相手は賠償金50万円の支払い義務がありますが、実際の支払は数か月後となります。
「人身傷害保険」に加入していれば、相手の賠償金50万円も含めた100万円を自分が加入している保険会社が示談交渉前に立て替えて支払ってくれます。
自分の車に搭乗中以外でも補償があり被保険者とその家族の方が、歩行中や自転車に乗っている時に自動車事故(バイク含む)にあった場合でも補償されます。あまり知られていない事例かもしれません。

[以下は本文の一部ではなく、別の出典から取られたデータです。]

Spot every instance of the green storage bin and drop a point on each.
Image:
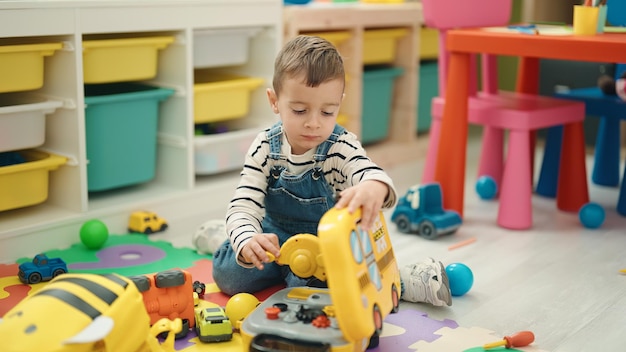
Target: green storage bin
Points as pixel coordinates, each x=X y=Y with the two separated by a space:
x=377 y=97
x=121 y=133
x=428 y=89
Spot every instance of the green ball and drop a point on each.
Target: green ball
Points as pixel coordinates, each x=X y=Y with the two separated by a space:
x=93 y=234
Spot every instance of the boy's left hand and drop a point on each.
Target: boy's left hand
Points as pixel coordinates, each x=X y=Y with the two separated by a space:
x=368 y=195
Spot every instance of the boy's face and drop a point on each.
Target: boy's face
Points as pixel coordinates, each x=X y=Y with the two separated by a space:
x=308 y=113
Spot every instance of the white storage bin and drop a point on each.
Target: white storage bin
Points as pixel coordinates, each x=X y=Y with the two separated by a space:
x=220 y=152
x=23 y=120
x=222 y=47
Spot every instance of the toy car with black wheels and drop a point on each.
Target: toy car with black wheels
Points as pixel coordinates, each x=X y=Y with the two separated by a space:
x=421 y=211
x=212 y=325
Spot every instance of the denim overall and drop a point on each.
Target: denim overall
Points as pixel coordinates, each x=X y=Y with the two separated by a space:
x=293 y=204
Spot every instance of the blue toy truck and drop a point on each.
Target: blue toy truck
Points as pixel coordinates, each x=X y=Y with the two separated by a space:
x=421 y=211
x=41 y=268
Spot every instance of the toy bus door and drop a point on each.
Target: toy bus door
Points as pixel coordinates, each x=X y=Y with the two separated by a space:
x=363 y=265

また「自動車乗車中のみを補償」で保険料を下げることもできます。
・ 「搭乗者傷害保険」
自分の車に乗っている人(運転者・同乗者)がケガで入通院した場合や死亡した場合を想定した保険です。
保険金は、定額支払いで
「1日1万円 × 入通院日数」
「死亡で500万円」
などになります。
・ しっかり備えたい人…人身傷害保険と搭乗者傷害保険は両方付帯すれば両方から補償されます。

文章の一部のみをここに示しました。